As first seen in DARPA “system of systems” promotion released last year, the video depicts an aircraft with an eight-engine Boeing B-52 bomber wing with the body of a Lockheed-Martin C-130 turboprop. The secretary’s outtake shows the aircraft launching a barrage of networked Raytheon Small Diameter Bomb II glide bombs at mobile enemy radar warning and air defense targets.
This aircraft mash-up is relevant, because the Pentagon has not revealed whether its arsenal plane will be a re-purposed B-52 or a smaller cargo airplane like the C-130, or perhaps faster types like the C-17 or B-1B.
The cargo-bomber airplane concept appears to be unmanned since it doesn’t have a cockpit window, but does have a side cargo bay door. It’s not known if the arsenal plane – based on an old, re-purposed aircraft – will carry weapon specialists, similar to current AC-130 gunships.
“Of course, this is still a concept so there’s various artist’s renditions or videos that may attempt to show what this is like, but there has been no decision, per se, on the type of aircraft that would become this arsenal,” says James on 26 February, when asked about the image. “But I offered it up as an example of some of the creative thinking that is not only technology driven, but sometimes involves repurposing existing aircraft as concepts of operation.”
USAF chief of staff Gen Mark Welsh offered some additional insight, saying the choice of platform will depend on what types of weapons it will carry.
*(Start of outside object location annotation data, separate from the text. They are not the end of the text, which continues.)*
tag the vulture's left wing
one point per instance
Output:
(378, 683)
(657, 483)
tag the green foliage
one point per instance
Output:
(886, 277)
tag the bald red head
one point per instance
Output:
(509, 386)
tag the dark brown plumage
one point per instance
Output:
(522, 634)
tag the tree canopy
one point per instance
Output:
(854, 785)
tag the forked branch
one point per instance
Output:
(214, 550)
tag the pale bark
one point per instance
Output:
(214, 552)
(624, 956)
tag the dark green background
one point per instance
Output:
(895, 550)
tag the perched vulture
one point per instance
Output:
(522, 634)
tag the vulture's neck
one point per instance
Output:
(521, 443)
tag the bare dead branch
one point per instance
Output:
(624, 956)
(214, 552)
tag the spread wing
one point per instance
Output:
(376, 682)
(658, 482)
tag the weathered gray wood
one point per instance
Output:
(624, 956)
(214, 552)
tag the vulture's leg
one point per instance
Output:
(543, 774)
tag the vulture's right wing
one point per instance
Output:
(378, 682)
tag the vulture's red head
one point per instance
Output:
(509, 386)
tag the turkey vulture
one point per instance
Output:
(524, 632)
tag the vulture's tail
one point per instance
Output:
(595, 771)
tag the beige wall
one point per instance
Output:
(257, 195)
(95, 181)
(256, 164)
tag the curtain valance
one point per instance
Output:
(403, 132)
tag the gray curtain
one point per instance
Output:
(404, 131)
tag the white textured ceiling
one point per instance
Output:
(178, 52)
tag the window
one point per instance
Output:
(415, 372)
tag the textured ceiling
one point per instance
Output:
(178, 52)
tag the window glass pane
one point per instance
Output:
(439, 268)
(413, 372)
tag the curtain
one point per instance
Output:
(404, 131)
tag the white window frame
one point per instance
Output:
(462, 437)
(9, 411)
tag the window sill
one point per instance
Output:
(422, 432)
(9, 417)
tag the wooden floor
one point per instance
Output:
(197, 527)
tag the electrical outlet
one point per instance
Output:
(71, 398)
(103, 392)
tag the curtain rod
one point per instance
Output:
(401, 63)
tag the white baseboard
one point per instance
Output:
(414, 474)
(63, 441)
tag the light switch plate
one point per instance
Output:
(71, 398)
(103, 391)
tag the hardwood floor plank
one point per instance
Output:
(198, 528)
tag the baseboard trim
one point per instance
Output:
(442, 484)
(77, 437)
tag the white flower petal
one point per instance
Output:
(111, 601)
It also depends on the size of those weapons, he says, and if the aircraft needs to get into position quickly.
“I think you can make arsenal platforms in near space, you can make arsenal platforms behind the battle lines, you could make a case for arsenal platforms in the battlespace,” says Welsh. “It just depends on what you’re trying to do, how much you can afford, and how you prioritize the effort.
“It’s just where you put it, how you access the weapons, when you need them, etcetera, and who’s actually calling for them. Is it another airborne platform, is it somebody on the ground? That’s the discussion we’re in right now. It’s going to be a fascinating discussion.”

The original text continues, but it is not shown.